AN INTERIM report from the Australian Transport Safety Bureau has shown some light on the causes behind a loss of steering incident in May in Melbourne.
The ATSB opened an investigation shortly after the incident occurred.
The 277-metre CMA CGM Puccini had sailed from Swanson Dock in the Port of Melbourne on the morning of 25 May under the conduct of a pilot and initially with two tugs in attendance, the interim report from the ATSB’s ongoing investigation into the serious incident details.
“Shortly after 0418, during the turn to leave Swanson Dock, the ship’s master and chief mate noticed the rudder response appeared sluggish,” ATSB Chief Commissioner Angus Mitchell said.
“However, neither raised their observations with each other, or the pilot.”
About 25 minutes later, by which point it had passed under the Westgate Bridge and both tugs had been dismissed, the ship was moving at about 6.6 knots when the helmsman reported that the rudder was not responding to the steering wheel.
With its speed increasing, the ship moved further off course and tracked toward the western edge of the dredged navigable Yarra River channel.
“Despite efforts by the pilot and crew to slow the ship and correct its swing, the ship struck a navigation beacon, and its stern passed over the edge of the navigable channel,” Mr Mitchell said.
The two tugs were nearby and returned and helped control the ship’s erratic movement. The ship was then moved to Webb Dock for inspection.
“Despite multiple, extensive inspections and tests by the ship’s engineers and two independent service engineers at Webb Dock, the erratic behaviour of the steering gear could not be replicated, and no fault was identified.”

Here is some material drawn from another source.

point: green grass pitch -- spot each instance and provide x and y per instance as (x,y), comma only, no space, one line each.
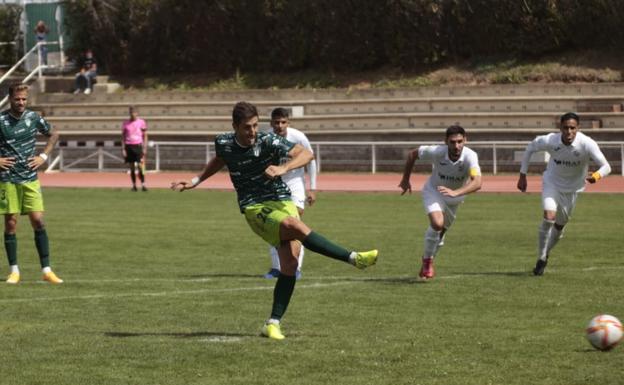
(166,288)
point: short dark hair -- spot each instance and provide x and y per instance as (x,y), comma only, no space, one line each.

On 26 May the ship was cleared to leave port and it departed on 27 May for Port Botany, Sydney.
“The following day, in preparation for arrival to Port Botany, the ship’s crew again tested the steering gear,” Mr Mitchell noted.
“During this testing, the steering again began to behave erratically.”
At this time, the second engineer, who had joined the ship in Melbourne, noticed the steering system’s hydraulics were incorrectly configured. After the by-pass valve of the (non-running) pump was closed, there were no further erratic rudder responses.
The ship subsequently sailed for Brisbane on 30 May, where it berthed without incident on 1 June.
The ATSB began an investigation on the basis of initial reports that, despite multiple inspections, the erratic behaviour of the ship’s steering on 25 May remained unexplained over the following days and the ship departed Melbourne with no problem identified.
ATSB investigators subsequently attended the ship in Brisbane on 2 June, and again in July when the ship returned to Melbourne, during which they conducted extensive testing of the steering systems, interviewed the crew, and obtained other evidence including various documents and recorded data.
Investigators also obtained evidence from the incident pilot and the pilotage provider, AMSA, and port authorities.
“As the investigation progresses, our team will verify data and evidence to confirm the order of events, analyse the ship’s steering arrangement and operation, review crew actions, and assess shipboard and CMA CGM fleetwide procedures and steering gear guidance, operation, information sharing and testing,” Mr Mitchell said.
A final report will be released at the conclusion of the investigation.
“However, should a critical safety issue be identified during the course of the investigation, the ATSB will immediately notify relevant parties so appropriate and timely safety action can be taken,” Mr Mitchell said.